A monogamia pode funcionar, portanto, como uma forma de dominação do homem sobre a mulher. Porém, os modelos de relacionamento em diversas espécies também envolvem dominação: normalmente o macho domina algumas fêmeas, principalmente pela questão física. 

“Esse modelo do patriarcado relacionado à monogamia faz sentido, é um mecanismo de controle, mas talvez já fosse um padrão encontrado em outras espécies e até evolutivamente na nossa espécie. Entre as hienas, por exemplo, as fêmeas são mais fortes e apenas uma fêmea monopoliza vários machos, o que definiria a poliandria, uma forma específica de poligamia. Porém, via de regra, o que vemos nas outras espécies é também um mecanismo de controle do macho – o que talvez reforce essa questão do patriarcado”, completa Jairo.

O que é a não monogamia?

Não monogamia, como o próprio nome já indica, é uma negação, uma proposta de oposição à monogamia como forma de relação afetiva. Dentro do “guarda-chuva" não monogamia existem várias formas distintas de relação e definições possíveis, como: amor livre, poliamor, anarquia relacionamental e relacionamento aberto.

A não monogamia, portanto, se opõe à monogamia com base em novas propostas de relacionamentos que questionam os efeitos nocivos da monogamia para a sociedade. Assim, se na monogamia as duas pessoas envolvidas têm exclusividade afetiva e sexual, qualquer relação em que não haja essa exclusividade afetiva e/ou sexual (consentida) pode ser considerada não monogâmica.

Formas de relacionamentos não monogâmicos

Dentro da não monogamia, diversos arranjos são possíveis, desde que as pessoas envolvidas estejam cientes sobre os acordos, vontades, desejos e envolvimentos “permitidos”. Uma relação não monogâmica não oferece “uma permissão para trair”, até porque a traição é um conceito diretamente relacionado à monogamia, mas sim uma proposta de, com afeto, entender as diferentes formas de relação humana.
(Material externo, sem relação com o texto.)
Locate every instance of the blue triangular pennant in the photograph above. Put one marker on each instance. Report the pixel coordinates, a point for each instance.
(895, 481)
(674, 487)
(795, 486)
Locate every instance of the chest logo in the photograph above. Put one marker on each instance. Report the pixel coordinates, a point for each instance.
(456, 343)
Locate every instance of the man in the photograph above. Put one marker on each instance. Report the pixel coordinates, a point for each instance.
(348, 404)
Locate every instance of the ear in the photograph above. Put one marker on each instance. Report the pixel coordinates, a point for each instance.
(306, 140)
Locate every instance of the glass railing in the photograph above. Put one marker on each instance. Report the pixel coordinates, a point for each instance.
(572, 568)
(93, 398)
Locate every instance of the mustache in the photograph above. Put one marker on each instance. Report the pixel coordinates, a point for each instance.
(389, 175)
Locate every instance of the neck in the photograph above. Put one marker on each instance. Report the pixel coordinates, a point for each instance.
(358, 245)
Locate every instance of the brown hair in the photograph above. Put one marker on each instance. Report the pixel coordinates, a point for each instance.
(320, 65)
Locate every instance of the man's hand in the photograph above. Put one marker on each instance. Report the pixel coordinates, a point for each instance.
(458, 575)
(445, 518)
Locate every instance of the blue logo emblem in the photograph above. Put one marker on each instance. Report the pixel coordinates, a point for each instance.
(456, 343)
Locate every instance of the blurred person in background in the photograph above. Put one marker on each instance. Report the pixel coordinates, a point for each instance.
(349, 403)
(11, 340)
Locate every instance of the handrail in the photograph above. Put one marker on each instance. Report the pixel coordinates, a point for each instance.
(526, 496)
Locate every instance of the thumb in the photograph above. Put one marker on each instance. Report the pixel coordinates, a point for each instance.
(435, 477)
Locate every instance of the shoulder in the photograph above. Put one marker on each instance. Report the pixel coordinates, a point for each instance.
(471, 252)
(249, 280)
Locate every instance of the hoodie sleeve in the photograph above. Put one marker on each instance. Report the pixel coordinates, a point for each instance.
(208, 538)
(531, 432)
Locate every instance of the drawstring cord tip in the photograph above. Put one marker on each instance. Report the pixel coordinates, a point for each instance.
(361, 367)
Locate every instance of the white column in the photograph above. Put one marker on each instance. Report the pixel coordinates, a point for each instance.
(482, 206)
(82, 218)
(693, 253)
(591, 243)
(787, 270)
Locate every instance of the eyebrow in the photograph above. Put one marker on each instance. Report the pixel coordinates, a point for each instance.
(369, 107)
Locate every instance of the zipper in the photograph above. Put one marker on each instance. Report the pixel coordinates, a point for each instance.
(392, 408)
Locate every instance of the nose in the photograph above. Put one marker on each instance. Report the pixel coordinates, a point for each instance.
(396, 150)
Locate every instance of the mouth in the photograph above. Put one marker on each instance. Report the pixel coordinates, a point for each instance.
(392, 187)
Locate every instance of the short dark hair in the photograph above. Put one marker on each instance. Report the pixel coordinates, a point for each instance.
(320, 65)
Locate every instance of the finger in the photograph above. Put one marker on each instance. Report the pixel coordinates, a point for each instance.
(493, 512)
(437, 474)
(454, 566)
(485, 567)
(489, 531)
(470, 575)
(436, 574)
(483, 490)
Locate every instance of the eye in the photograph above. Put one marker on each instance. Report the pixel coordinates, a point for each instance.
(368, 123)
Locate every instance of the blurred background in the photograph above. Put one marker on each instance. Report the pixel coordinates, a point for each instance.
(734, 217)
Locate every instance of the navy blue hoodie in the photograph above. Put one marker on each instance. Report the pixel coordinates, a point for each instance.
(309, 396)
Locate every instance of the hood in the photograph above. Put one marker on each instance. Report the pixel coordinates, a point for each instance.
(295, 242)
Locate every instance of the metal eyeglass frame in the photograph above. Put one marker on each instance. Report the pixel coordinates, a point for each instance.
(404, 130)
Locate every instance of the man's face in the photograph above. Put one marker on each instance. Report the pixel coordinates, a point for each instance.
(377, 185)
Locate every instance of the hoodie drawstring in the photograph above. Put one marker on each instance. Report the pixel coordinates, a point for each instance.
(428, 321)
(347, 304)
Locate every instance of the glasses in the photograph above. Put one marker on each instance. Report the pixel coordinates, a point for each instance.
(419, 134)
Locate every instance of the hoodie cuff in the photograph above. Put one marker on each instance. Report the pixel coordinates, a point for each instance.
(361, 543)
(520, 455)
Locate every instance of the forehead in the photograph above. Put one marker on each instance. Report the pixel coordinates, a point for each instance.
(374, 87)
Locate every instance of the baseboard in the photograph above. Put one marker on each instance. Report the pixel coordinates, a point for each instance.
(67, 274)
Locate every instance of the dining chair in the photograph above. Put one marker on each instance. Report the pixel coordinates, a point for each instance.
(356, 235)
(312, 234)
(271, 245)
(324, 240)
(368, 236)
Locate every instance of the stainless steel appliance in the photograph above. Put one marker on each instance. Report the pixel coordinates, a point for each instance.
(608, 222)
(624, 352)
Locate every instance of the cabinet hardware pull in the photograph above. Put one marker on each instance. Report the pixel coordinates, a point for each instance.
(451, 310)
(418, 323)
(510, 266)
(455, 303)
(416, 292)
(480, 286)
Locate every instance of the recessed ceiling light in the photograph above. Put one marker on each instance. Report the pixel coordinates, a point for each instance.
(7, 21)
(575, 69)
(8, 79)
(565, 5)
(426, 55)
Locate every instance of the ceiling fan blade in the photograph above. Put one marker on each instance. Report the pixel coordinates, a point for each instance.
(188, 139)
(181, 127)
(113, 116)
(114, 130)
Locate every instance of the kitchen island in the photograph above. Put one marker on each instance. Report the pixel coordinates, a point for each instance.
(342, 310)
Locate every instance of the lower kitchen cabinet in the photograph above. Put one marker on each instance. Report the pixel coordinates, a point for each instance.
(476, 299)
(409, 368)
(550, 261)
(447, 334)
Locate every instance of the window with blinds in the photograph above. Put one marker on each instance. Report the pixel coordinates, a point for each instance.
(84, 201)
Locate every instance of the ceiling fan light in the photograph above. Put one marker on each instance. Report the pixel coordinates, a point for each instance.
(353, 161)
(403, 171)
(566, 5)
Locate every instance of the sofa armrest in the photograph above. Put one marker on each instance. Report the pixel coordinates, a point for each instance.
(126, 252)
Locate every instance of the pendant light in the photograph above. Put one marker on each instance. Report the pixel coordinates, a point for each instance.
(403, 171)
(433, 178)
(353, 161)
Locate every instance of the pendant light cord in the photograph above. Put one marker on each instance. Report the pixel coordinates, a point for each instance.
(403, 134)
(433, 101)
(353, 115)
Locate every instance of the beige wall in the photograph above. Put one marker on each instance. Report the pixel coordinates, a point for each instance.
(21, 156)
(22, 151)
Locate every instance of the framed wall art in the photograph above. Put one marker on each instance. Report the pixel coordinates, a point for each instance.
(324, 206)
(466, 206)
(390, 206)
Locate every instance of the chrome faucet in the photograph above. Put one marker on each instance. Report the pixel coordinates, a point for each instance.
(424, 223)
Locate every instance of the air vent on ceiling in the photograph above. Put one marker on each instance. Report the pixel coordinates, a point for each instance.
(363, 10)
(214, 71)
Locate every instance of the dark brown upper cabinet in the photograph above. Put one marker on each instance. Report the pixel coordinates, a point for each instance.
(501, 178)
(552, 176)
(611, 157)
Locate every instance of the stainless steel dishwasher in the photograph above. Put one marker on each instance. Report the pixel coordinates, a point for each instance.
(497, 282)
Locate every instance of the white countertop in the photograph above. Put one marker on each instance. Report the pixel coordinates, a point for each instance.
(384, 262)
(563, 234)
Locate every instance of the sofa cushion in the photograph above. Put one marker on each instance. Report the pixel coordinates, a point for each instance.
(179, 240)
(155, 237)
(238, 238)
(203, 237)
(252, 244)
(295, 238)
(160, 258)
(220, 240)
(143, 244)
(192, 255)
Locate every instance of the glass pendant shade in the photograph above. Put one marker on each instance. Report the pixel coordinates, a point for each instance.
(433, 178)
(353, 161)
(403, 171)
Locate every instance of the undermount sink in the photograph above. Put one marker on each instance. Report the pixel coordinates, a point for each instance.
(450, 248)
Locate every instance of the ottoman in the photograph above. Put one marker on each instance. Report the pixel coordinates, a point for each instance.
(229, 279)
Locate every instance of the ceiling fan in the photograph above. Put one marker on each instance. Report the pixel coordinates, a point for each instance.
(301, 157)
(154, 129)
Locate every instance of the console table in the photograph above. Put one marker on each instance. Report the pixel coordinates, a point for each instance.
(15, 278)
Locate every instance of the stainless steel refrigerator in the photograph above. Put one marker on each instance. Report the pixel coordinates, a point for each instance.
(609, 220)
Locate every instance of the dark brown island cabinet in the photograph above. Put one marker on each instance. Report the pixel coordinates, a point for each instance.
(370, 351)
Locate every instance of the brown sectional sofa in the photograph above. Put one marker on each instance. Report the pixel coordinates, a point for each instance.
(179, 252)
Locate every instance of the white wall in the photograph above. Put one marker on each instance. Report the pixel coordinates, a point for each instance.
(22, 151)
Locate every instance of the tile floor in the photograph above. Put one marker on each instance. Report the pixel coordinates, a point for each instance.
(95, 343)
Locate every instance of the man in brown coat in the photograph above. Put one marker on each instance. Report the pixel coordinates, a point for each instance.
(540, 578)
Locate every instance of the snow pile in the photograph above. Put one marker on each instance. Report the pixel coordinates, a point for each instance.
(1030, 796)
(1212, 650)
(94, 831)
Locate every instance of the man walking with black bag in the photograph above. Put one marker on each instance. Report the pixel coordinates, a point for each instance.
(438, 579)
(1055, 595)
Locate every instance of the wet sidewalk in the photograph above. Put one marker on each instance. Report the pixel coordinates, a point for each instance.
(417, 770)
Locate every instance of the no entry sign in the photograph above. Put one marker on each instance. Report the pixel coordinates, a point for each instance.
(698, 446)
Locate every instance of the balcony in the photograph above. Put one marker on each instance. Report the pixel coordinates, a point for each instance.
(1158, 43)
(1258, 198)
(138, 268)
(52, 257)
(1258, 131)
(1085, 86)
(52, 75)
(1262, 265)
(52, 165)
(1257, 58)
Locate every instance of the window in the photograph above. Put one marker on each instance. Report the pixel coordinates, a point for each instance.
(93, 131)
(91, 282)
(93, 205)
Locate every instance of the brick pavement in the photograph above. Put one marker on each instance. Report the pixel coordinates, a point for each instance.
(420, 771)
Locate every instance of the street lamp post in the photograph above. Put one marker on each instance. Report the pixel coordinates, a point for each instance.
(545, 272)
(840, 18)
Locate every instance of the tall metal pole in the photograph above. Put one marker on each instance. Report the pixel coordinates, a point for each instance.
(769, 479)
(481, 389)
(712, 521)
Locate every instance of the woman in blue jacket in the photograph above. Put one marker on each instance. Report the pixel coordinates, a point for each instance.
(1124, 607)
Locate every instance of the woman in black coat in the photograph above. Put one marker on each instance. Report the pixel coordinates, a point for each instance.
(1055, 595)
Dentro dos arranjos possíveis, há, por exemplo, o poliamor, que pode ser “fechado” ou “aberto”. No fechado, três ou mais pessoas se relacionam amorosamente e sexualmente apenas entre si sem que possam se relacionar com outras pessoas; já no aberto, as pessoas envolvidas na relação podem ter envolvimento com pessoas de fora do relacionamento.

“Para quem quer saber mais e até botar em prática relações não mono, a primeira questão é discutir com o parceiro ou parceira para ver se estão na mesma ‘vibe’. Não adianta uma das pessoas querer e a outra não – e também não adianta impor. Essa construção deve ser feita a quatro mãos para que as coisas fiquem em ordem para todas as partes envolvidas. Esse é o primeiro ponto: conversar para entender as expectativas do outro”, fala Jairo.

Além do poliamor, existem ainda outras formas de acordo, como o relacionamento aberto, em que há exclusividade afetiva entre as pessoas envolvidas, mas há liberdade sexual para manter relações com outras pessoas, e “amor livre”, em que há liberdade sexual e afetiva para que as pessoas envolvidas tenham relação de sexo e/ou de amor com quem quiserem.

Existe, ainda, a anarquia relacional, um modelo de relacionamento em que há relação afetiva entre duas ou mais pessoas, mas sem que adotem qualquer noção de hierarquia, podendo a relação sexual e afetiva acontecer com outras pessoas fora da relação da forma como cada pessoa envolvida preferir.

Outras formas de relações não monogâmicas são possíveis e, para quem quer começar a conhecer melhor a questão, vale pesquisar sobre o tema, conversar com outras pessoas sobre essa vontade e até participar de grupos que discutam as questões envolvidas nesse tipo de relacionamento.

Comunicação é fundamental

Como qualquer relação, uma relação não monogâmica também exige bastante conversa entre as pessoas envolvidas e estabelecimento de acordos e limites – que podem ser revistos e reavaliados de acordo com as conversas.

“Quem quer colocar em prática pode fazer uma experiência e medir o resultado. Talvez numa primeira experiência não haja uma perspectiva de tudo o que pode acontecer, então tem que ter esse tempo para o casal saber se é isso mesmo que quer ou foi só uma tentativa. Rola muita insegurança e, por isso, é importante fortalecer a relação com sua parceria e fazer experiências. Se os dois querem, mas não conseguem, discutir isso numa terapia pode ser interessante”, conclui Jairo.